Howards garda le silence pendant un long moment, puis se mordit la lèvre :

— Bon, vous gagnez. Nous pouvons négocier. Sortez-moi de là, et je verrai ce que je peux faire pour vous donner satisfaction. Ça vous va ?

Le téléguide indiqua à Barron « 30 secondes » de réflexion pour la décision qu’il avait à prendre quant au reste de l’émission, avec ses implications sur la suite des évènements. Pour Bennie Howards, c’était le plus proche équivalent d’une reddition sans conditions. Il est prêt à promettre n’importe quoi maintenant, se dit-il, quitte à tourner sa veste à la première occasion. Mais il ignore les atouts que j’ai encore en réserve. Avec Luke et Morris, j’ai encore de quoi le bluffer si le besoin s’en fait sentir… O. K., Bennie, pour cette fois-ci ça va, je n’irai pas jusqu’à l’estocade, je te laisse ensanglanté mais vivant.

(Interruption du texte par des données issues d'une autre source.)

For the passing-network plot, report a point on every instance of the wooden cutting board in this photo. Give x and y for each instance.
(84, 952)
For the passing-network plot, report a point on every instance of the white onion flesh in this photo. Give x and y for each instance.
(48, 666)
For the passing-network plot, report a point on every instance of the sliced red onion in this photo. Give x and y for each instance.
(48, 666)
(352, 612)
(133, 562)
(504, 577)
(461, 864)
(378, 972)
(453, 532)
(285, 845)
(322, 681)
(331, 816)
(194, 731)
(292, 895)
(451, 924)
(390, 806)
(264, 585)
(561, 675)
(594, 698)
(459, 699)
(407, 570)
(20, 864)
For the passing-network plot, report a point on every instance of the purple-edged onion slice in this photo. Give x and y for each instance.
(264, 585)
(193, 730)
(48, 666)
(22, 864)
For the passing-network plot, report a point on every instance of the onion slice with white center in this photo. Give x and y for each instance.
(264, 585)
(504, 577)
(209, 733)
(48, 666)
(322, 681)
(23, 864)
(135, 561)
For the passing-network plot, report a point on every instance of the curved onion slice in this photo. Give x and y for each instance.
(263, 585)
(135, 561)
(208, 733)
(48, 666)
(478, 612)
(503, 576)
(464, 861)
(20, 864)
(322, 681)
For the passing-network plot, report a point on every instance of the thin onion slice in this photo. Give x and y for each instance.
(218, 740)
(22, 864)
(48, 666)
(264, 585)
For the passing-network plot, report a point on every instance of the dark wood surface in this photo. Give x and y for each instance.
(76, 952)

— C’est entendu, Howards, les choses n’iront pas plus loin ce soir, mais n’espérez pas non plus marquer des points dans les dix minutes qui viennent. Tout ce que je compte faire, c’est embrouiller un peu les choses dans toutes ces petites têtes pensantes.

— Mais vous m’avez déjà mis le couteau sous la jugulaire, se plaignit Howards. Comment allez-vous faire pour que je m’en sorte indemne ?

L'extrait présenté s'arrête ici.